When Chiarelli traded defenseman Johnny Boychuk to the New York Islanders prior to the start of the regular season, some observers thought the Bruins would struggle on the back end, a notion that gained steam after captain Zdeno Chara suffered a torn ligament in his left knee on Oct. 23.

It certainly didn't help when Kevan Miller suffered a dislocated shoulder and Torey Krug missed four games with a broken pinky finger.

Boston has had its difficulties on defense, but the additions of Joe Morrow, David Warsofsky and Zach Trotman have helped neutralize those deficiencies. Morrow has been the most consistent during his nine games. Warsofsky played only four games after his recall from Providence before suffering a groin injury and remains sidelined. Trotman also played nine games; he was recently assigned to Providence but then quickly recalled after Bruins defenseman Adam McQuaid suffered a broken thumb Tuesday. McQuaid will miss six to eight weeks.

The young defensemen's presence is turning Matt Bartkowski into a better player. After spending the majority of this season as a healthy scratch, he played the best game of his career Tuesday against the St. Louis Blues. Obviously, watching younger players earn the opportunity over him helped motivate Bartkowski.

Morrow, a former first-round pick (No. 23 overall) by the Pittsburgh Penguins in 2011, has played well for the Bruins. He's known for his offensive ability, but he's been reliable on defense.

"Things are going pretty solid," Morrow said. "Just trying to keep things simple, stay in the lineup and contribute in a way that I haven't really contributed before, kind of the whole defensive aspect of things."

He has helped calm the Bruins' early-season woes with his hockey sense, his consistency and his ability to move the puck out of the zone. Morrow possesses a big shot and won't hesitate to pinch in the offensive zone when needed, but his sound two-way play can be relied upon by management, the coaching staff and his teammates. He's finally seizing his opportunity.

But once Boston's entire blue line is healthy, management will have some difficult decisions to make.

"Your first game can either make or break everything," Morrow said. "If you come in here and don't live up to expectations, or you don't play as well as they thought you were going to play, then it definitely sets you back a couple of paces."

Morrow wants to prove he can cut it on this level and wants to leave a lasting impression that he can contribute in Boston for a long time.
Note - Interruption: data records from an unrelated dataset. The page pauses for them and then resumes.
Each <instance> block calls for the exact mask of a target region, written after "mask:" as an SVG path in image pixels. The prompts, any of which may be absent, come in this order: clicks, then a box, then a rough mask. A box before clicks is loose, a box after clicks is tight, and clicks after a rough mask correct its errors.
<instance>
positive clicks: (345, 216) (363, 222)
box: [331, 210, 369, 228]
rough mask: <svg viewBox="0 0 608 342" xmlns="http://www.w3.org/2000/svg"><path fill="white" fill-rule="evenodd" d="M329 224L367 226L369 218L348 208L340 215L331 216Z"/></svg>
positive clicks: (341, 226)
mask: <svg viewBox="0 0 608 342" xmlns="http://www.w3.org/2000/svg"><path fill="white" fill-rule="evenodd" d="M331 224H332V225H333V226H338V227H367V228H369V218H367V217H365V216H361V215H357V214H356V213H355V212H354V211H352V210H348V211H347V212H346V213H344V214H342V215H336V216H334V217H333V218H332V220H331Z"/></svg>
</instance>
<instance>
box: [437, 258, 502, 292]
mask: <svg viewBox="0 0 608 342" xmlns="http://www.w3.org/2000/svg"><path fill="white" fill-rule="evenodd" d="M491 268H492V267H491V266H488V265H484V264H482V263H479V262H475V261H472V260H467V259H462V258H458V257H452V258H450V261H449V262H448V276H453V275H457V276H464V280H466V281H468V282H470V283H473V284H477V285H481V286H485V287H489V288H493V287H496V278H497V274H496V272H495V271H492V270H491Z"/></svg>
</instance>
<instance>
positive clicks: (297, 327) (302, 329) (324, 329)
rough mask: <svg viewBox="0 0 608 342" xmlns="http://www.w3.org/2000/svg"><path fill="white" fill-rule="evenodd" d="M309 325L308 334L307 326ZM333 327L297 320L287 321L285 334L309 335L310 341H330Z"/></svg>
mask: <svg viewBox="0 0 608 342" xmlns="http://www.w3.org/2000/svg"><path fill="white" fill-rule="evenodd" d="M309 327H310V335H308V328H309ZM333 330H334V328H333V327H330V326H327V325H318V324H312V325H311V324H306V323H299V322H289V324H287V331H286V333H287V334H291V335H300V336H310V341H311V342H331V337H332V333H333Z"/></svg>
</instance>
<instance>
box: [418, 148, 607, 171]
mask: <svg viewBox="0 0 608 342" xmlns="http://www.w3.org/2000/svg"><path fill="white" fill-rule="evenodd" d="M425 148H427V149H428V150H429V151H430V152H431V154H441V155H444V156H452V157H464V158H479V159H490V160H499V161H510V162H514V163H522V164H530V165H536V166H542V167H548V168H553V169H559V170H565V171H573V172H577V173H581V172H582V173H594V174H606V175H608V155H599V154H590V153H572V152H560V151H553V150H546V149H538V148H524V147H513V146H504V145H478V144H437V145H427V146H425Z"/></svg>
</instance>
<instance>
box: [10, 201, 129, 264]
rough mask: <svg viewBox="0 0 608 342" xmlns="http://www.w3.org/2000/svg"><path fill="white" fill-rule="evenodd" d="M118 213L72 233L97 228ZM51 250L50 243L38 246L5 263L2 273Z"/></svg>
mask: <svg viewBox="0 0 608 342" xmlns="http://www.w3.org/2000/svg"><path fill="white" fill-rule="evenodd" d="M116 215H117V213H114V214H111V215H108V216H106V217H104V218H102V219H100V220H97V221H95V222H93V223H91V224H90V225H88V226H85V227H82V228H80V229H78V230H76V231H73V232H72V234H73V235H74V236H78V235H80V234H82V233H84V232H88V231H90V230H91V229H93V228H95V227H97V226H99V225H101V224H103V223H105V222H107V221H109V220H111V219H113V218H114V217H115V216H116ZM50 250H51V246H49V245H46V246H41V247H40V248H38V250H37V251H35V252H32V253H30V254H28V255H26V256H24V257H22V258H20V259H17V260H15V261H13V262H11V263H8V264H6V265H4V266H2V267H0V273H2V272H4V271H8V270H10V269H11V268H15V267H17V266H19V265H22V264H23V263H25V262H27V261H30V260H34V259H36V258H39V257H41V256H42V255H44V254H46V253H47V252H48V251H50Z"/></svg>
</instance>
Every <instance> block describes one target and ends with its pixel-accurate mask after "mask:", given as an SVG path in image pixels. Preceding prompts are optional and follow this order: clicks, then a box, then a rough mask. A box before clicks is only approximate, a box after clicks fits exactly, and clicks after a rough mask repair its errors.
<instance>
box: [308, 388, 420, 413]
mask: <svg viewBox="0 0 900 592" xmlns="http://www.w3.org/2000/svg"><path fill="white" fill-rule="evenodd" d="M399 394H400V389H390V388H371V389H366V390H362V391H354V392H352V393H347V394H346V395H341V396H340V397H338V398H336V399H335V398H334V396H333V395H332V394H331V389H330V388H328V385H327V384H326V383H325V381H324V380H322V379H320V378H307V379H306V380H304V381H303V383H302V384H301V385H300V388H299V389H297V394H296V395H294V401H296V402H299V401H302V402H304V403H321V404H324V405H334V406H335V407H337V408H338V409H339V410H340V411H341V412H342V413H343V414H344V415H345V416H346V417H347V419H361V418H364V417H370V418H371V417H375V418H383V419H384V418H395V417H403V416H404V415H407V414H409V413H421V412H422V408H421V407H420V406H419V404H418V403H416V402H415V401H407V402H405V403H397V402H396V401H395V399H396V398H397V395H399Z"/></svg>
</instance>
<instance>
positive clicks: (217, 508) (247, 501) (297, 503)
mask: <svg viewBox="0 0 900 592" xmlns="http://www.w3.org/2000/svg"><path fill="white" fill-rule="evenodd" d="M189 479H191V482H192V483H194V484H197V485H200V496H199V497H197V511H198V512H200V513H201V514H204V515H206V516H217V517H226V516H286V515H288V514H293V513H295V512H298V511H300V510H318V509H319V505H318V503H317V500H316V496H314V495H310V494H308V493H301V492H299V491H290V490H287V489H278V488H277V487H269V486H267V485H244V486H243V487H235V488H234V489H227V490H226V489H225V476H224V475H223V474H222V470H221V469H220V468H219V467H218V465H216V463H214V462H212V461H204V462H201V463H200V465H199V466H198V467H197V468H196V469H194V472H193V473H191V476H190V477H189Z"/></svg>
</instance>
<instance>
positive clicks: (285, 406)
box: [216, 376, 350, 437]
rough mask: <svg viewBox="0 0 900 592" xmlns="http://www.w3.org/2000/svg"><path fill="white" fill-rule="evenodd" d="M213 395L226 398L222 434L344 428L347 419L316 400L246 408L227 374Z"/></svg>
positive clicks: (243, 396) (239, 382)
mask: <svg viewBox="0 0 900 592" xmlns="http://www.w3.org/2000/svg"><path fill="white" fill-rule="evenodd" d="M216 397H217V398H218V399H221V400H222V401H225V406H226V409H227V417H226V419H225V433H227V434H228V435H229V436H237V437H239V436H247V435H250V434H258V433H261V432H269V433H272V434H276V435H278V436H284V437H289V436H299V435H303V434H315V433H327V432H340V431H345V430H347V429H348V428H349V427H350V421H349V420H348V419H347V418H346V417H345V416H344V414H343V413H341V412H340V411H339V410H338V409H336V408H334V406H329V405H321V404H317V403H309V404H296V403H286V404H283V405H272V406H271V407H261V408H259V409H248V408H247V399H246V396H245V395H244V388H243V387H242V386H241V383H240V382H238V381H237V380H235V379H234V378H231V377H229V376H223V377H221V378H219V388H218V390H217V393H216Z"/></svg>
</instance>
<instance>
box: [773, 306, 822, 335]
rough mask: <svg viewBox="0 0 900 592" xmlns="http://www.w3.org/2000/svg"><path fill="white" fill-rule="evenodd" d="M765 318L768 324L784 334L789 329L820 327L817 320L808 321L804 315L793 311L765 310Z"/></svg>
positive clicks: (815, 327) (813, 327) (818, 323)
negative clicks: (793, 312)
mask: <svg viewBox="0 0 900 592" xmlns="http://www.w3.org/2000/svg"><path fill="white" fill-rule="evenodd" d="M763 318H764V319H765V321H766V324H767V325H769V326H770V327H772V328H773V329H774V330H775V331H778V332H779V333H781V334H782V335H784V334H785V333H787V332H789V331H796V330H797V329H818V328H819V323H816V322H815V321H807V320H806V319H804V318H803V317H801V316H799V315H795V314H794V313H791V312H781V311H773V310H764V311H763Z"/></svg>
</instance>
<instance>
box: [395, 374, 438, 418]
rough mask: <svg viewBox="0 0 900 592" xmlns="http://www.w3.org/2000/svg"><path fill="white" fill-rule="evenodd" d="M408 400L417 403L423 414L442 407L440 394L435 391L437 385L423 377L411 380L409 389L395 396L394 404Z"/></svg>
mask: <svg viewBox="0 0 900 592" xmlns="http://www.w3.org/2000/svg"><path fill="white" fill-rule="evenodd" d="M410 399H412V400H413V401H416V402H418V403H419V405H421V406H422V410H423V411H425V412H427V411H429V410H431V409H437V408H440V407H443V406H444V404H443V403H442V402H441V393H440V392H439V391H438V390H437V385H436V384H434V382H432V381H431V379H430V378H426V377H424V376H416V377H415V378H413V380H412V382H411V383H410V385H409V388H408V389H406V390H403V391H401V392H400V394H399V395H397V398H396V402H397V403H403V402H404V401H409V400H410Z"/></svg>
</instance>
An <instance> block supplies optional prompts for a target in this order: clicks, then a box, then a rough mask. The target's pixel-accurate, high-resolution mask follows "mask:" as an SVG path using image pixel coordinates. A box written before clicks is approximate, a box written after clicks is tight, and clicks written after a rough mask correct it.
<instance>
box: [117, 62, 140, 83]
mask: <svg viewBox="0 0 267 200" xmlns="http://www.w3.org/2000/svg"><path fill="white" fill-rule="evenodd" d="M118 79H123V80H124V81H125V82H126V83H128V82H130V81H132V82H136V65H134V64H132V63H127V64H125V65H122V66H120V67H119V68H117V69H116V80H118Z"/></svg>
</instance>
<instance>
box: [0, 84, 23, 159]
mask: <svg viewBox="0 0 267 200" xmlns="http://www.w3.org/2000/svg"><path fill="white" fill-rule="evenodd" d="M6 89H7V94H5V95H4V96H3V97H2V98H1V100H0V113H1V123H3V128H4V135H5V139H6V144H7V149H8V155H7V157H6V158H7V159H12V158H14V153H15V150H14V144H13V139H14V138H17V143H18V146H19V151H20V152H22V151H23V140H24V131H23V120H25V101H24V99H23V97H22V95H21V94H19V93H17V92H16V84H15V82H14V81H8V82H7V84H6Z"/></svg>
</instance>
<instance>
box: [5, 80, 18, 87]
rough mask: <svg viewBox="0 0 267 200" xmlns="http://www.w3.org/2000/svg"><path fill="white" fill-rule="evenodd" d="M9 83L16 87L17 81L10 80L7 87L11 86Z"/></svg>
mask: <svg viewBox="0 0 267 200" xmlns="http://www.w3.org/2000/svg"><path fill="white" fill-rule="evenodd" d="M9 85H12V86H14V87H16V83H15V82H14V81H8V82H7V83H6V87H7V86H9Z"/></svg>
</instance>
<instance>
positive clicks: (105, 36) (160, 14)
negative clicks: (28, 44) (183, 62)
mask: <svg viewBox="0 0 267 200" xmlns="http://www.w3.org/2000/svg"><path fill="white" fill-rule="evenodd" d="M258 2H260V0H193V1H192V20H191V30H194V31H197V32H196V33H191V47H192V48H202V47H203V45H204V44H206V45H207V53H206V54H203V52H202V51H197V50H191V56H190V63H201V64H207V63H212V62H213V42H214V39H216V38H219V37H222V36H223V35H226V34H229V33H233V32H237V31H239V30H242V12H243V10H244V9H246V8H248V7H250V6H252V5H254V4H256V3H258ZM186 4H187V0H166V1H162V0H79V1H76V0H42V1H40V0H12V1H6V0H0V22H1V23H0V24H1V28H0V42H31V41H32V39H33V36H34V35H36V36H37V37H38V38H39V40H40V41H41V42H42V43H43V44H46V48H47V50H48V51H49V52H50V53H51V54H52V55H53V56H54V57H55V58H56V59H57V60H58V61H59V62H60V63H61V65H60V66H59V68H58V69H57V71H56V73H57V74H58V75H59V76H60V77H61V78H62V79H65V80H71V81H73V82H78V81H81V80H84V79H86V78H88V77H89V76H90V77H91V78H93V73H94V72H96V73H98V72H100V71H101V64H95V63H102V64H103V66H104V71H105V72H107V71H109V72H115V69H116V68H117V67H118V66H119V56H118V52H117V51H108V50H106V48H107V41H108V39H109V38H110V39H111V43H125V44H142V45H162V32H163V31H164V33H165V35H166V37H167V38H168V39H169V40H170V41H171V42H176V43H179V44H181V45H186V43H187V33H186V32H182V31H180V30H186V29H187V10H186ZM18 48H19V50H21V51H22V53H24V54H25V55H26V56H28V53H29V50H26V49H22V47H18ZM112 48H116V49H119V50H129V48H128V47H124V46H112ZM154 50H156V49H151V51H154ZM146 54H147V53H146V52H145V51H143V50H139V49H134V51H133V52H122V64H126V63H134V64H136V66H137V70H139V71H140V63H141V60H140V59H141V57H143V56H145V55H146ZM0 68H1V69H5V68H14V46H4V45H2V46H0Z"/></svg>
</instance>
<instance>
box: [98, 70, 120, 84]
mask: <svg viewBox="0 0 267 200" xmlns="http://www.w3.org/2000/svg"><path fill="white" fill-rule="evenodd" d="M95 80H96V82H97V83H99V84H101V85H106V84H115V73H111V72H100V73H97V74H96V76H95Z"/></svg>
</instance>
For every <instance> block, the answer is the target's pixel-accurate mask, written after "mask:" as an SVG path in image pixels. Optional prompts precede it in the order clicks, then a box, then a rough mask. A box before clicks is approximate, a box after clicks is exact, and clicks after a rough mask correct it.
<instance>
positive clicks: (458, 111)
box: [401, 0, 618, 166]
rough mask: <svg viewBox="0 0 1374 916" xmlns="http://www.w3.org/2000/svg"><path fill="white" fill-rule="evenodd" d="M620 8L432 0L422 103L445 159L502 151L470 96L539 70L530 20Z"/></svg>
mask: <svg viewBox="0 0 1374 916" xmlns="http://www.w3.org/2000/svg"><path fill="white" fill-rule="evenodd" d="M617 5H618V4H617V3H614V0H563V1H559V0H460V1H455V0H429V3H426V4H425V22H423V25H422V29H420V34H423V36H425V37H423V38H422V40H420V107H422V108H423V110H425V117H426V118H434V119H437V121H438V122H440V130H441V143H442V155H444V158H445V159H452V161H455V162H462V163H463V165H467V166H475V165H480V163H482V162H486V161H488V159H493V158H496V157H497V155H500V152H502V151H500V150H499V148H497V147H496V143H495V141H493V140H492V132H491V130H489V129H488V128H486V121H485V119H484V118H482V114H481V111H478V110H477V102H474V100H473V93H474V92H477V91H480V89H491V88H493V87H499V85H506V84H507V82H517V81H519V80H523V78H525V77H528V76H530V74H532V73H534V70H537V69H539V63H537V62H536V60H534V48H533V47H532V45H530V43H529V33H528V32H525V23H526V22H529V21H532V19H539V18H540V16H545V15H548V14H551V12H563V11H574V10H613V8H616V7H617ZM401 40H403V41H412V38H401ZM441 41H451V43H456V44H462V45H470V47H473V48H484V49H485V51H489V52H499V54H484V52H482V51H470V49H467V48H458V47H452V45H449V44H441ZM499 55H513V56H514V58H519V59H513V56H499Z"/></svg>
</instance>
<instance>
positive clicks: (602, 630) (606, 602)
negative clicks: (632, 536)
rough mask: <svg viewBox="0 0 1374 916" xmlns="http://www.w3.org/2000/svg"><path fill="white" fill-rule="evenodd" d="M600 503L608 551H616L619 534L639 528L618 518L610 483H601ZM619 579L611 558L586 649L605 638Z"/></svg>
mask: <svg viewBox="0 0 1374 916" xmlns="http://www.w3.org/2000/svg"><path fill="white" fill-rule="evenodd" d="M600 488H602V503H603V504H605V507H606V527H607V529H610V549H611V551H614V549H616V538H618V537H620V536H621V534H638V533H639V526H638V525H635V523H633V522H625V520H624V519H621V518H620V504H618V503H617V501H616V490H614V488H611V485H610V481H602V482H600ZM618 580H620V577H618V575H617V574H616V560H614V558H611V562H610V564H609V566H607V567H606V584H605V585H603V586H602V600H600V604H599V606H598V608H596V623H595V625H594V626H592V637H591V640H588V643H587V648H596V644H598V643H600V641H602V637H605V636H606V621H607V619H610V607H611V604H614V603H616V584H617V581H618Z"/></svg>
Morrow and Trotman have played well for the Bruins. Boston isn't pleased with its start to the season, but the team remains in contention in the Eastern Conference and Atlantic Division because these players have made significant contributions on defense.

"It's a huge step forward for our organization, and having so many guys that they can count on and rely on to play big minutes for us," said Bruins assistant captain Chris Kelly.